Sam rose reluctantly. Life, he felt with considerable peevishness, was one long round of interruptions. He went round to the door of Mon Repos and let himself in with his key. A rumble of voices proceeding from the drawing-room greeted him as he entered. He banged the door, and a moment later Mr. Braddock came out, looking a little flustered.
“Oh, there you are, Sam! I was just coming round to fetch you.”
“Anything wrong?”
“It depends on what you call wrong.” Mr. Braddock closed the drawing-room door carefully. “You know Lord Tilbury?”
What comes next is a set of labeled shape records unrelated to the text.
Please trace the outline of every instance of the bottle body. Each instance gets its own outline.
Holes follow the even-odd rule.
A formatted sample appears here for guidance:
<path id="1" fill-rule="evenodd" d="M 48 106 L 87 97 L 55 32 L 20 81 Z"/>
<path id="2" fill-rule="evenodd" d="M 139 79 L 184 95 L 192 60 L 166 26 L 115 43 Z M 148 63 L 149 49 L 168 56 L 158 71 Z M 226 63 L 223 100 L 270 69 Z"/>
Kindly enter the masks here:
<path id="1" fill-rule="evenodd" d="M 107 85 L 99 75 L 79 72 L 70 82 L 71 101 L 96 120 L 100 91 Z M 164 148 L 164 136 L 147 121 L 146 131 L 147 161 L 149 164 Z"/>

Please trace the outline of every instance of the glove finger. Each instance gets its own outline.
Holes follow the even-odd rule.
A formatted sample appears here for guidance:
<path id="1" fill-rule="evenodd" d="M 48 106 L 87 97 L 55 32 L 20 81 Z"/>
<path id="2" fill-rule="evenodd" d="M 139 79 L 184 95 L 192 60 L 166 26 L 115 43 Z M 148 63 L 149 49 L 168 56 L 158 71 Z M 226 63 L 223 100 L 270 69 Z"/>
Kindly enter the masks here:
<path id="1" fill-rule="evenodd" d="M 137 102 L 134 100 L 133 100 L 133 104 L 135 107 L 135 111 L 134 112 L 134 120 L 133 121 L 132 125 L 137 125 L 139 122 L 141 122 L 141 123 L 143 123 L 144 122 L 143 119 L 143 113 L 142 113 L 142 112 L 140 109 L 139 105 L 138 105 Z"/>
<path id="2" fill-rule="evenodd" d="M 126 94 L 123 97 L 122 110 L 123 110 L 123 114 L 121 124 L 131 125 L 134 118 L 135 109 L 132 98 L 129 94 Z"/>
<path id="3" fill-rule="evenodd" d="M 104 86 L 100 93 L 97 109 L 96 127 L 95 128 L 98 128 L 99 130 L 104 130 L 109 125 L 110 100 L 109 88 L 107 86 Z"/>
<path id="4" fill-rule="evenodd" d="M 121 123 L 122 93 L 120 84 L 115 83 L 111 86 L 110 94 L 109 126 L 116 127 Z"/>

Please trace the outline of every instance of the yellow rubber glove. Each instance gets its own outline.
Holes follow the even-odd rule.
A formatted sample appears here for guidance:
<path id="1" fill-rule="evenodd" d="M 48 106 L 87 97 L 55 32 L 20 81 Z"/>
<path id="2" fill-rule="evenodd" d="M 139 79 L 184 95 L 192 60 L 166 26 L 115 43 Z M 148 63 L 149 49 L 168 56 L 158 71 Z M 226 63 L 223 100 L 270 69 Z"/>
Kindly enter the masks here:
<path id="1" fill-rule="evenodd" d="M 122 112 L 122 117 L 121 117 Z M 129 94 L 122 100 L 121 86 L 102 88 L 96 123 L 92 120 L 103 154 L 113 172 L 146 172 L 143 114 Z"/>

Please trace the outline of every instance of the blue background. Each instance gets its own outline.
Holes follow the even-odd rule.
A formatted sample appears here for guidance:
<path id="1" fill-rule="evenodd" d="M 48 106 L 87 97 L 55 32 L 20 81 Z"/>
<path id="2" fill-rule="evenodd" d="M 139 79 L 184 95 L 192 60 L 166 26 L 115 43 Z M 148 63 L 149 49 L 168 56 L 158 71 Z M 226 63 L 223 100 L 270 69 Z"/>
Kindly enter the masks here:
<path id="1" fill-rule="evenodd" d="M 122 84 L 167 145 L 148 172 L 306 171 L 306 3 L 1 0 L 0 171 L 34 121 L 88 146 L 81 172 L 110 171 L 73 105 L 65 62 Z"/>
“Of course I know Lord Tilbury.”
“Well, he’s in there,” said Willoughby Braddock, jerking an awed thumb toward the drawing-room, “and he hasn’t got any trousers on.”
CHAPTER TWENTY-FIVE
SAM HEARS BAD NEWS
SAM uttered a cry of exceeding bitterness. Nothing is more galling to your strategist than to find that some small, unforeseen accident has occurred and undone all his schemes. The one thing for which he had omitted to allow was the possibility of some trousered caller wandering in during his absence and supplying Mr. Molloy with the means of escape.
“So he’s gone, I suppose?” he said morosely.
“No, he’s still here,” said Mr. Braddock. “In the drawing-room.”
“The man, I mean.”
“What man?”
“The other man.”
“What other man?” asked Mr. Braddock, whose exacting afternoon had begun to sap his mental powers.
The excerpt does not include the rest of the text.